I FEEL it is time to seriously explore the possibilities of reinstating the canal system to Kendal and possibly beyond to provide a large water storage and distribution provision in time of storm flooding. The immediate local ability to contain and retain large volumes of water for slow re-integration back into the watercourses is the modern way, otherwise known as catchment management. This could be achieved by holding the water behind lock gates and allowing certain canal margins to flood to create wider broads (as in Norfolk) or small lakes integrated within the canal system.

We all need to be re-educated in our approach to flooding, myself included. When I graduated, the aim was to build drainage channels/ducts and get wastewater away from your land/property as soon as possible without considering the consequences of others downstream.

Consider the average cost of a house flood insurance settlement claim is now £50,000, up from 2015 when it was £30,000 and this is for only one home; coupled with the issue that many householders can no longer afford the luxury of insurance as premiums rise in line with flood risk.

Agricultural land prices are only £3,000 to £10,000 per acre approximately. One acre alone can provide a large amount of water storage for a very low comparable cost as compared to a house being damaged. The final twist is the upside to tourism. A scheme can be attractive as well as functional with greater tourism opportunities reaching the south of Kendal to Tewitfield.

There have been discussions about extending the canal to Windermere but, by only reaching Kendal, a fantastic storm drain and storage receptacle is made and water can be gradually re-integrated back into watercourses as levels permit, using the existing canal system with new links back into the Kent, south of Kendal.

The cost of such a system offset by tourism delivers a far more sustainable cost solution to Kendal long term without the questionable and costly schemes already being proposed. And, I believe, would be more attractive than the current proposed schemes by providing a proven and traditional answer.

Trying to contain more water within the Kent in Kendal and future run-off from Kendal property development, together with wetter climates predicted, makes for only a more radical rethink and for bigger ideas to meet not just current but future flooding on a scale we may not have yet seen.
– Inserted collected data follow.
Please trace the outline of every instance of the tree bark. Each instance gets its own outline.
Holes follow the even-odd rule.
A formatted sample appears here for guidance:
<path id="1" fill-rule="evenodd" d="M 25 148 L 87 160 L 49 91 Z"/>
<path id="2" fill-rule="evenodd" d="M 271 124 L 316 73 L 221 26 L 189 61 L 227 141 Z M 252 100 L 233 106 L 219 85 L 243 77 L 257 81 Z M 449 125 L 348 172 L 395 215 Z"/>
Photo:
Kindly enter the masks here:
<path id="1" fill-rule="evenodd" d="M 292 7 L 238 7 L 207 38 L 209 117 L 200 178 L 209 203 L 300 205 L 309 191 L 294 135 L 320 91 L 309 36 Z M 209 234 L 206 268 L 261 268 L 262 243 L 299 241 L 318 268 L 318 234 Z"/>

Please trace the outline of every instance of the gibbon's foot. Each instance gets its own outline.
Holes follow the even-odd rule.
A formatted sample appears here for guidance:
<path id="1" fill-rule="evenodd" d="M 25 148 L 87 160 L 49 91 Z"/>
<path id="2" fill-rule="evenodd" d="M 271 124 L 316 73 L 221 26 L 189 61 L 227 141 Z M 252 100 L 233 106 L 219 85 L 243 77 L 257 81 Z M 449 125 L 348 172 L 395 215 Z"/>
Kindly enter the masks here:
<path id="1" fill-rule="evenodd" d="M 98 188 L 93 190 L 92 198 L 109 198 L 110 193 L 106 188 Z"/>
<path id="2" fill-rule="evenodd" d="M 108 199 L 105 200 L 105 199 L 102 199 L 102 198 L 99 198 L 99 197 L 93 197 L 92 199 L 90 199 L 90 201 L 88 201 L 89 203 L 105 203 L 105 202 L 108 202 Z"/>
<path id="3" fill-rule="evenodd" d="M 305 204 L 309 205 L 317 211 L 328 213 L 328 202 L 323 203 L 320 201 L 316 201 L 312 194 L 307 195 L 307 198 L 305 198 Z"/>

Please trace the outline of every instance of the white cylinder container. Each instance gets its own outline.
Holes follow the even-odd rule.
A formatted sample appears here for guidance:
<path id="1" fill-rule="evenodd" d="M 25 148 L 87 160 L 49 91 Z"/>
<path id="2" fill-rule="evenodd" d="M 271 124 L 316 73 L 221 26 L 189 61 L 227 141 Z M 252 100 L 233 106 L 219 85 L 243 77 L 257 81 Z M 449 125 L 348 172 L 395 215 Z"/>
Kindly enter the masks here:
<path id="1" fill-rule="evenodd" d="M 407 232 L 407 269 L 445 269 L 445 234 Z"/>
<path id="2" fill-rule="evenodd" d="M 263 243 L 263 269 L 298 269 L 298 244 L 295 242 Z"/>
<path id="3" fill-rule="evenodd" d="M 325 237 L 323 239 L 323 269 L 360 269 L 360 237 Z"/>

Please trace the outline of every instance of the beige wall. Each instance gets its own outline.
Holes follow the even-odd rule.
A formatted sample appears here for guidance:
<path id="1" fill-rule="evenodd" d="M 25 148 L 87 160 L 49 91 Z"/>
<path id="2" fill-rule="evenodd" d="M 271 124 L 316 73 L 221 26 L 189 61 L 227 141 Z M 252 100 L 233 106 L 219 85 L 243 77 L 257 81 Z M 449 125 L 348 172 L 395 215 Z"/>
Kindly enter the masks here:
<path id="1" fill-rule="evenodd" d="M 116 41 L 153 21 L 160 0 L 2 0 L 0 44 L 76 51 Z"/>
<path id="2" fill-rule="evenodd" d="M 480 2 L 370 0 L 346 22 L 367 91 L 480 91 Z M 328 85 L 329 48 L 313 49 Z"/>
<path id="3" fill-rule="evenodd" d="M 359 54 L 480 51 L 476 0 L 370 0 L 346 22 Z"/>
Can we afford to not look at a more holistic and practical answer to a more frequently re-occurring problem?

We have the answers within our local topography; they just need unlocking as dredging rivers only gives the river the chance to redeposit in the same places and rising river levels will need ever-rising barriers. More drainage increases the speed water enters the river network, hastening flooding at peak times, and for a town traditionally established on a flood plain this could mean 50 per cent of Kendal properties may find themselves within this potential flooding zone.

It is time for leaders to rise up and invest in the viable and dry future for Kendal while creating sustainable schemes that increase local amenity and tourism.